Все это лето она будет двигаться с запада на восток, перебираясь из города в город, и, конечно, под неусыпным надзором, преследуемая, гонимая…
Ее переводят из крепости Мерс аль-Кебир в Оран, из Орана в Алжир, из Алжира в Бужи, и во всех этих городах она не видит ничего и никого, кроме солдат и своих тюремщиков; оттуда по горным тропам, которые вьются по соседству с непокоренной Кабилией, Полина добирается на осле до Сетифа, где кое-как существует, работая швеей. Через два месяца ее переводят в крепость Константины; наконец она попадает в Бон и там уже получает разрешение вернуться во Францию — о ней, так сказать, позаботились: ну как же, мать троих детей, хотя и считается «опасной смутьянкой».
На корабль она поднимется смертельно больной. В пути она спит на палубе, и ее захлестывают волны разбушевавшегося моря. Высадившись в Марселе, Полина так и не сможет оправиться. Она будет лежать при смерти у друзей в Лионе, когда приедет ее старший сын, увенчанный школьными наградами, она уже не придет в сознание. Алжир она покинула в бреду… Страна наша стала для нее могилой; ее истинные наследницы Шерифа с дерева, Лла Зохра, блуждающая по деревенским пожарищам, хор нынешних безымянных вдов могли бы в ее честь испустить свой древний торжествующий клич, эту звучную, судорожную трель!
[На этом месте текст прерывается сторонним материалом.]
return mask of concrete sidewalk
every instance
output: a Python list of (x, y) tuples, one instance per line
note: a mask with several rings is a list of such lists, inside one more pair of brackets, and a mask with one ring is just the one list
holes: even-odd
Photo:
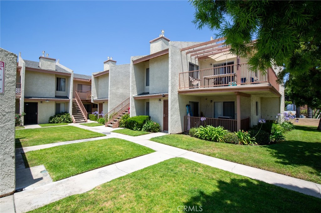
[[(106, 128), (104, 127), (104, 128)], [(106, 131), (104, 130), (103, 128), (98, 129), (96, 130), (97, 131)], [(91, 130), (96, 131), (92, 129)], [(166, 160), (178, 157), (184, 158), (321, 198), (320, 193), (321, 185), (320, 184), (216, 158), (149, 140), (152, 138), (166, 134), (158, 132), (133, 137), (111, 132), (108, 136), (101, 138), (117, 138), (125, 139), (148, 147), (156, 152), (15, 193), (13, 196), (13, 199), (11, 198), (11, 196), (9, 196), (10, 198), (6, 197), (6, 198), (0, 199), (2, 207), (2, 203), (5, 203), (5, 204), (3, 206), (7, 206), (8, 210), (12, 209), (13, 204), (7, 203), (14, 201), (16, 212), (27, 211), (68, 196), (83, 193), (115, 178)], [(61, 144), (59, 145), (62, 145), (63, 144)], [(44, 146), (43, 147), (45, 148)], [(26, 149), (26, 150), (29, 148), (32, 148), (31, 147), (25, 147), (24, 149)], [(30, 149), (29, 150), (30, 151)], [(2, 209), (2, 208), (1, 211), (2, 213), (7, 212), (3, 211)]]

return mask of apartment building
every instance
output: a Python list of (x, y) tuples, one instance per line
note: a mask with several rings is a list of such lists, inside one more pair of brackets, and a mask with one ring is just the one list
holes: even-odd
[(173, 42), (163, 34), (150, 43), (150, 54), (131, 59), (131, 116), (149, 115), (170, 133), (204, 122), (235, 131), (284, 108), (278, 68), (250, 71), (223, 40)]
[(19, 54), (16, 86), (16, 113), (24, 112), (23, 124), (47, 123), (55, 114), (69, 113), (73, 121), (87, 121), (91, 112), (91, 76), (74, 74), (47, 54), (35, 61)]

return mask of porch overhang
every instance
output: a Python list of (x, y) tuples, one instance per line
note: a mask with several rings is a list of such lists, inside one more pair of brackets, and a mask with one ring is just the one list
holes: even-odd
[[(194, 88), (179, 90), (178, 91), (180, 94), (199, 94), (208, 95), (209, 93), (214, 93), (218, 95), (237, 94), (236, 93), (242, 93), (248, 95), (267, 95), (271, 97), (281, 97), (281, 94), (273, 86), (269, 83), (266, 85), (249, 85), (247, 86), (221, 86), (208, 88)], [(243, 96), (244, 96), (243, 95)]]
[(157, 93), (153, 94), (150, 94), (146, 93), (146, 94), (141, 93), (134, 96), (134, 99), (139, 100), (140, 99), (158, 99), (162, 98), (168, 97), (168, 92), (162, 93)]

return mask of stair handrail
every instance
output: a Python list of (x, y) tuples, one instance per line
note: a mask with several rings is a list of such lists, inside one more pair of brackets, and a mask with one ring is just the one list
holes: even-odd
[(86, 122), (87, 122), (87, 111), (86, 111), (85, 107), (82, 104), (82, 103), (81, 101), (80, 100), (80, 98), (79, 98), (79, 96), (78, 95), (77, 91), (76, 91), (75, 98), (76, 102), (77, 102), (78, 106), (79, 106), (79, 108), (80, 108), (80, 111), (85, 118), (85, 120), (86, 121)]
[(115, 119), (116, 116), (118, 115), (120, 111), (123, 111), (126, 107), (129, 107), (129, 106), (128, 106), (129, 105), (129, 98), (128, 98), (108, 112), (108, 113), (106, 113), (105, 115), (105, 123), (107, 124), (111, 120)]

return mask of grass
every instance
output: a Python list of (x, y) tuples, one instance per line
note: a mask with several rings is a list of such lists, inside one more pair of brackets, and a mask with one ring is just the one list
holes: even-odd
[(16, 148), (100, 137), (105, 135), (70, 126), (21, 130), (16, 132)]
[(54, 181), (153, 152), (122, 139), (111, 138), (58, 146), (26, 153), (26, 165), (43, 164)]
[(186, 206), (193, 212), (306, 213), (320, 205), (317, 198), (176, 158), (30, 212), (177, 212)]
[(262, 146), (211, 142), (184, 135), (151, 139), (156, 142), (218, 158), (321, 184), (321, 132), (296, 126), (287, 141)]
[(41, 123), (39, 125), (42, 127), (45, 127), (47, 126), (64, 126), (68, 125), (67, 123)]
[(150, 133), (149, 132), (143, 132), (141, 131), (135, 131), (134, 130), (130, 130), (129, 129), (122, 129), (117, 130), (114, 130), (112, 131), (112, 132), (116, 132), (116, 133), (120, 133), (121, 134), (130, 135), (134, 137), (137, 136), (139, 136), (140, 135), (147, 135), (147, 134), (149, 134)]
[(103, 124), (102, 124), (101, 123), (94, 123), (94, 122), (87, 123), (81, 123), (80, 125), (89, 127), (98, 126), (99, 126), (104, 125)]

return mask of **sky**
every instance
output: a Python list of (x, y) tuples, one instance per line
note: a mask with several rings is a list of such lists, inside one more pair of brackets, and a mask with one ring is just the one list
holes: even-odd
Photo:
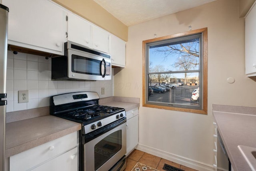
[[(176, 48), (178, 49), (182, 50), (182, 47), (180, 45), (180, 43), (182, 43), (182, 45), (186, 47), (189, 46), (191, 48), (191, 50), (194, 50), (195, 51), (199, 52), (199, 44), (196, 43), (199, 42), (199, 39), (193, 39), (188, 41), (186, 41), (187, 42), (176, 42), (174, 45), (171, 45), (172, 47), (175, 46)], [(184, 70), (184, 68), (181, 69), (180, 67), (175, 67), (174, 66), (174, 64), (176, 62), (178, 62), (179, 60), (182, 60), (184, 59), (184, 58), (188, 57), (183, 57), (182, 56), (179, 52), (178, 51), (174, 51), (174, 53), (172, 53), (171, 54), (169, 54), (167, 56), (165, 55), (164, 53), (168, 52), (170, 51), (168, 51), (167, 50), (170, 50), (170, 48), (169, 48), (167, 45), (168, 44), (163, 45), (158, 45), (152, 46), (150, 47), (149, 49), (149, 62), (150, 64), (151, 63), (150, 68), (153, 68), (156, 66), (158, 65), (160, 65), (162, 66), (162, 68), (164, 68), (164, 70), (158, 70), (158, 71), (178, 71), (178, 70)], [(192, 46), (191, 45), (193, 45)], [(187, 49), (188, 48), (187, 48)], [(162, 52), (160, 52), (162, 51)], [(177, 53), (178, 52), (178, 53)], [(186, 56), (187, 56), (186, 54)], [(199, 58), (195, 57), (194, 56), (190, 56), (190, 59), (193, 59), (194, 60), (194, 62), (196, 63), (198, 63)], [(187, 61), (188, 60), (187, 60)], [(189, 70), (199, 70), (199, 65), (197, 65), (195, 67), (194, 65), (193, 65), (193, 68), (191, 68)], [(184, 78), (184, 73), (182, 74), (172, 74), (173, 76), (174, 76), (177, 78)], [(192, 73), (188, 74), (187, 77), (194, 77), (195, 76), (198, 77), (198, 73)]]

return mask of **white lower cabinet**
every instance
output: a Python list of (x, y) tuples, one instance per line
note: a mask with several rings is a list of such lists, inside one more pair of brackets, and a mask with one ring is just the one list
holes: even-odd
[(75, 132), (10, 157), (10, 171), (77, 171), (77, 135)]
[(34, 171), (77, 171), (77, 147), (31, 170)]
[(126, 153), (128, 156), (138, 143), (138, 112), (136, 108), (126, 113)]

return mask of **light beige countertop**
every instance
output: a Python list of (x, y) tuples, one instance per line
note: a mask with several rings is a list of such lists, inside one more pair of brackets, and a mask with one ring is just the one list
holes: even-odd
[(140, 106), (140, 98), (111, 97), (100, 99), (99, 104), (108, 106), (124, 108), (126, 111)]
[(6, 157), (81, 129), (81, 124), (51, 115), (6, 125)]
[(213, 105), (213, 113), (234, 171), (251, 170), (238, 146), (256, 147), (256, 107)]
[[(140, 98), (113, 96), (100, 99), (100, 105), (124, 108), (140, 106)], [(49, 107), (6, 113), (6, 157), (81, 129), (81, 124), (49, 115)]]

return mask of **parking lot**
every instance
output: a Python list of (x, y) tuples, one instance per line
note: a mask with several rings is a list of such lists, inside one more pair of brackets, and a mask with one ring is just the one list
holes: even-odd
[[(151, 101), (190, 105), (192, 93), (194, 89), (197, 88), (197, 86), (182, 86), (176, 88), (171, 89), (170, 91), (166, 91), (164, 93), (154, 92), (153, 95), (149, 97), (148, 100)], [(194, 103), (193, 104), (197, 104)], [(198, 103), (197, 105), (198, 105)]]

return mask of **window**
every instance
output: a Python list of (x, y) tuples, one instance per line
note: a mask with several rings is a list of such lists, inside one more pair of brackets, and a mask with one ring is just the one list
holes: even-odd
[(207, 113), (207, 28), (143, 42), (143, 105)]

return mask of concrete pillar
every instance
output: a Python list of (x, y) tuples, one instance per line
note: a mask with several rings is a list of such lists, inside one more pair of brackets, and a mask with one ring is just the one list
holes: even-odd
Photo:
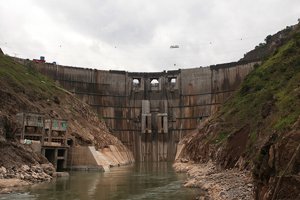
[(152, 130), (152, 114), (150, 113), (142, 114), (142, 133), (150, 134)]
[(56, 170), (58, 170), (58, 148), (55, 148), (55, 150), (54, 152), (54, 163), (53, 165), (54, 166), (54, 168)]
[(50, 120), (49, 122), (49, 132), (48, 133), (48, 145), (51, 145), (52, 140), (52, 120)]
[(158, 132), (161, 134), (162, 130), (164, 134), (168, 133), (168, 114), (158, 113)]

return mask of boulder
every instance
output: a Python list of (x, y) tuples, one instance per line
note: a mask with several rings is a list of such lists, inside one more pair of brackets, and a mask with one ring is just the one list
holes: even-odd
[(24, 178), (27, 180), (31, 180), (32, 179), (32, 176), (30, 175), (27, 174), (24, 175)]
[(21, 170), (22, 171), (24, 171), (24, 170), (29, 171), (30, 170), (30, 168), (27, 164), (24, 164), (22, 166)]
[(0, 189), (0, 194), (10, 194), (12, 191), (8, 188), (4, 188)]
[(12, 174), (6, 174), (6, 176), (10, 178), (16, 178), (16, 175)]
[(24, 176), (24, 175), (21, 174), (20, 174), (20, 178), (22, 180), (23, 179), (25, 178), (25, 176)]
[(56, 177), (56, 172), (55, 168), (52, 164), (42, 164), (42, 168), (44, 172), (46, 173), (48, 175), (50, 175), (52, 177)]
[(6, 169), (5, 168), (4, 166), (2, 166), (0, 168), (0, 174), (6, 174), (7, 173), (7, 171), (6, 170)]

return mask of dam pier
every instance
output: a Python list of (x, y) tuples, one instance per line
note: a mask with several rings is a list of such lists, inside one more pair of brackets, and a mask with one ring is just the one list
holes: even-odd
[[(22, 64), (29, 60), (12, 57)], [(178, 142), (228, 98), (260, 60), (158, 72), (36, 62), (38, 70), (90, 105), (136, 161), (173, 161)]]

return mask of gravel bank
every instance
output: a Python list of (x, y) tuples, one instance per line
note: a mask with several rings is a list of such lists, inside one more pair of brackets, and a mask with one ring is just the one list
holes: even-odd
[(172, 166), (176, 172), (188, 175), (183, 186), (207, 191), (205, 196), (199, 196), (198, 200), (253, 200), (253, 180), (250, 171), (224, 170), (210, 162), (196, 164), (182, 160), (176, 161)]

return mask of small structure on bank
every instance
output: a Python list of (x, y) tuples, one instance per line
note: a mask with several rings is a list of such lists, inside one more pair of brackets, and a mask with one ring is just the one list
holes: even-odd
[(46, 119), (46, 114), (21, 111), (16, 112), (14, 138), (32, 142), (32, 148), (48, 159), (56, 170), (66, 168), (68, 120)]

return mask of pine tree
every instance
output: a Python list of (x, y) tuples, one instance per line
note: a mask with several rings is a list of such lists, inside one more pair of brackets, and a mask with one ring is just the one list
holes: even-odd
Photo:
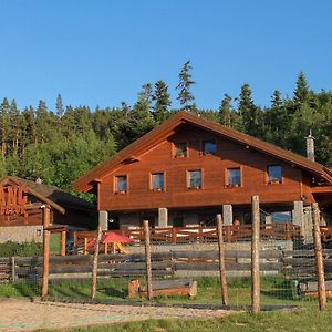
[(178, 90), (178, 96), (177, 100), (179, 101), (181, 107), (186, 111), (193, 111), (194, 107), (194, 95), (190, 92), (191, 85), (195, 84), (195, 81), (191, 79), (191, 65), (190, 61), (187, 61), (183, 68), (180, 73), (178, 74), (179, 83), (176, 86), (176, 90)]
[(231, 97), (226, 93), (219, 107), (219, 122), (228, 127), (231, 127), (231, 114), (234, 112), (230, 103)]
[(55, 108), (56, 108), (56, 116), (59, 118), (61, 118), (63, 116), (63, 113), (64, 113), (61, 94), (58, 94)]
[(162, 123), (168, 117), (168, 107), (172, 105), (170, 95), (167, 84), (162, 80), (155, 83), (154, 89), (154, 118), (157, 123)]
[(21, 136), (21, 114), (18, 108), (15, 100), (12, 100), (9, 107), (9, 134), (8, 138), (12, 151), (18, 153), (19, 149), (19, 139)]
[(44, 101), (39, 101), (38, 108), (35, 111), (35, 129), (38, 142), (45, 142), (50, 134), (50, 115)]
[(303, 72), (300, 72), (297, 81), (297, 87), (294, 90), (294, 101), (303, 103), (310, 92), (309, 85)]
[(259, 114), (258, 107), (253, 104), (249, 84), (241, 86), (238, 98), (238, 111), (241, 118), (242, 129), (252, 136), (258, 136)]
[(9, 112), (10, 106), (8, 100), (4, 97), (0, 105), (0, 139), (2, 155), (7, 154), (8, 148)]
[(279, 90), (274, 90), (271, 96), (271, 106), (280, 107), (282, 105), (281, 92)]

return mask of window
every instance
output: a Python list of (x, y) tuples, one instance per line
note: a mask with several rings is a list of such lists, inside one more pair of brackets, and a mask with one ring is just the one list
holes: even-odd
[(280, 165), (269, 165), (268, 166), (268, 181), (269, 184), (281, 184), (281, 166)]
[(164, 190), (164, 173), (153, 173), (151, 177), (151, 187), (155, 191)]
[(174, 143), (174, 156), (175, 158), (187, 157), (187, 143)]
[(241, 172), (239, 167), (227, 169), (227, 186), (228, 187), (241, 186)]
[(127, 176), (115, 176), (115, 193), (127, 193), (128, 183)]
[(187, 173), (187, 187), (189, 189), (200, 189), (201, 188), (201, 170), (188, 170)]
[(215, 155), (217, 153), (217, 143), (215, 139), (203, 141), (201, 151), (205, 155)]

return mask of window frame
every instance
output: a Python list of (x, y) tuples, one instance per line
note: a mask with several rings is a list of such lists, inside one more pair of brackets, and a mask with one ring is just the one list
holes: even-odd
[[(280, 180), (273, 180), (271, 179), (270, 180), (270, 174), (269, 174), (269, 168), (270, 167), (280, 167)], [(270, 164), (270, 165), (267, 165), (267, 184), (268, 185), (274, 185), (274, 184), (282, 184), (283, 183), (283, 176), (282, 176), (282, 165), (280, 164)]]
[[(126, 189), (125, 190), (118, 190), (118, 187), (117, 187), (117, 181), (118, 181), (118, 178), (120, 177), (125, 177), (126, 178)], [(127, 194), (128, 193), (128, 175), (125, 174), (125, 175), (115, 175), (114, 176), (114, 194)]]
[[(204, 151), (204, 145), (205, 145), (205, 143), (214, 143), (215, 145), (216, 145), (216, 152), (215, 153), (212, 153), (212, 152), (205, 152)], [(217, 155), (218, 154), (218, 144), (217, 144), (217, 139), (216, 138), (206, 138), (206, 139), (201, 139), (200, 141), (200, 153), (201, 153), (201, 155), (204, 155), (204, 156), (209, 156), (209, 155), (212, 155), (212, 156), (215, 156), (215, 155)]]
[[(163, 175), (163, 188), (154, 188), (154, 175), (162, 174)], [(154, 193), (164, 193), (166, 191), (166, 173), (163, 170), (152, 172), (149, 174), (149, 189)]]
[[(183, 144), (186, 146), (186, 154), (185, 155), (177, 155), (177, 147), (176, 145)], [(188, 158), (189, 156), (189, 149), (188, 149), (188, 142), (187, 141), (179, 141), (173, 143), (173, 158)]]
[[(190, 186), (190, 173), (191, 172), (200, 172), (200, 186)], [(200, 190), (203, 189), (203, 178), (204, 178), (204, 172), (203, 168), (191, 168), (186, 170), (186, 187), (189, 190)]]
[[(240, 176), (240, 184), (229, 184), (229, 170), (231, 169), (238, 169), (239, 176)], [(240, 188), (243, 187), (243, 176), (242, 176), (242, 167), (241, 166), (234, 166), (234, 167), (227, 167), (225, 169), (225, 187), (226, 188)]]

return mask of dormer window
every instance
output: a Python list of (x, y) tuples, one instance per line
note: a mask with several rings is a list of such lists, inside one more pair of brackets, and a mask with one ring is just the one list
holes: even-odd
[(115, 193), (125, 194), (128, 190), (128, 181), (126, 175), (115, 176)]
[(187, 157), (188, 153), (187, 142), (174, 143), (174, 157), (184, 158)]
[(151, 187), (154, 191), (164, 191), (164, 173), (153, 173), (151, 175)]
[(282, 174), (280, 165), (269, 165), (268, 166), (268, 183), (269, 184), (281, 184)]
[(201, 142), (201, 152), (205, 155), (215, 155), (217, 153), (216, 139), (206, 139)]
[(227, 168), (227, 187), (240, 187), (241, 186), (241, 169), (237, 168)]
[(201, 189), (201, 170), (187, 172), (187, 187), (188, 189)]

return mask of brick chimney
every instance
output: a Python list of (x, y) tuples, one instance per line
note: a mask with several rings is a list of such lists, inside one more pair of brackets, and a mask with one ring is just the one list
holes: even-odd
[(309, 135), (305, 137), (307, 141), (307, 158), (314, 162), (314, 137), (311, 134), (311, 129)]

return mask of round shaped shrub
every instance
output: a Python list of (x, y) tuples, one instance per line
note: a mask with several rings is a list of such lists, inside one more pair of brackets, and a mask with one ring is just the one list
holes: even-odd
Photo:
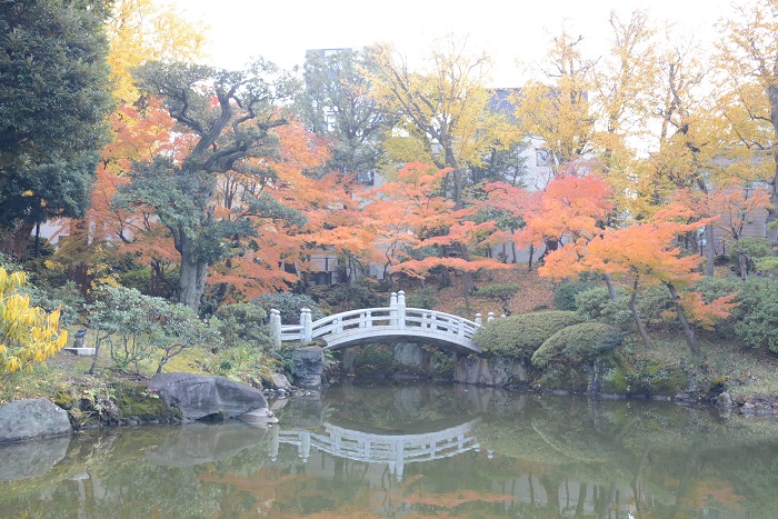
[(635, 323), (632, 313), (627, 307), (628, 295), (618, 290), (619, 298), (610, 299), (605, 287), (592, 288), (576, 295), (576, 310), (585, 320), (598, 320), (629, 330)]
[(735, 332), (747, 346), (778, 353), (778, 280), (749, 278), (738, 292)]
[(549, 337), (532, 355), (532, 363), (539, 368), (560, 362), (579, 365), (617, 348), (621, 338), (617, 328), (602, 322), (572, 325)]
[(576, 296), (586, 290), (598, 288), (591, 281), (568, 281), (553, 287), (553, 307), (557, 310), (577, 310)]
[(521, 313), (487, 322), (472, 340), (493, 356), (529, 358), (546, 339), (579, 322), (580, 316), (570, 311)]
В течение четырех месяцев алжирского путешествия Полина написала множество писем своим друзьям по борьбе, родным и близким.
Я познакомилась с этой женщиной по ее переписке, и теперь нас сплели с ней такие прочные узы, замешенные на французской речи, что нам не разомкнуть объятий. Снова и снова я перечитываю ее письма, отправленные из Алжира; одна фраза особенно меня поразила, это, можно сказать, свиток любви, вобравший в себя жизнь Полины.
«В Кабилии, пишет она в июле 1852 года, я видела женщин, похожих на вьючную скотину, и одалисок из гаремов богачей. Вместе с первыми я спала на голой земле, а вместе со вторыми купалась в золоте и шелке…»
Ласковые слова женщины, предвестники будущего: они сияют перед моим взором, обещая мне скорое освобождение.
В том же октябре 1852 года, когда Полина Роллан, умирая, покидает Бон, Эжен Фромантен только приезжает в эту страну, которую двадцать два года непрестанной войны наконец сломили. Он является туда, изысканный турист, мирный аристократ, имеющий определенную склонность к охоте и краскам осени.
Время кровавых столкновений, преследований и охотничьего азарта подходит к концу. Кабилия и Юг остались непокоренными, и Фромантен не отваживается заглянуть туда вглубь. Зато природа севера, которую он старательно запечатлевает на своих полотнах, разгуливая там, внимательно приглядываясь и прислушиваясь, изобилует дичью, которую длительные облавы, должно быть, порядком распугали. Люди, такие приветливые и с виду довольно безобидные, передвигаются словно тени, как бы напоминая о неком забытом церемониале… Несмотря на поражение, жизнь пытается взять свое, и эти полумертвые люди порабощенного края, где восстания следуют в четко заданном ритме, вспоминают о битвах, но делают вид, будто спят, грезят на солнышке, покуривая гашиш.
Наступает затишье, хотя растительность еще не та, которой завладеют впоследствии колоны, чьи поденщики будут топтаться в пыли. Несмотря на минувшие потрясения, пейзажи открываются взору во всей своей первозданной чистоте, на севере они поражают едва уловимыми оттенками, на юге надменно-величавыми контрастами.
Но более всего Фромантена радует освещение, и он пытается передать его нам. Предки наши, осиянные этим светом, становятся в глазах поклонника серых тонов, любителя охотничьих сцен печальниками, разделяющими его меланхолию.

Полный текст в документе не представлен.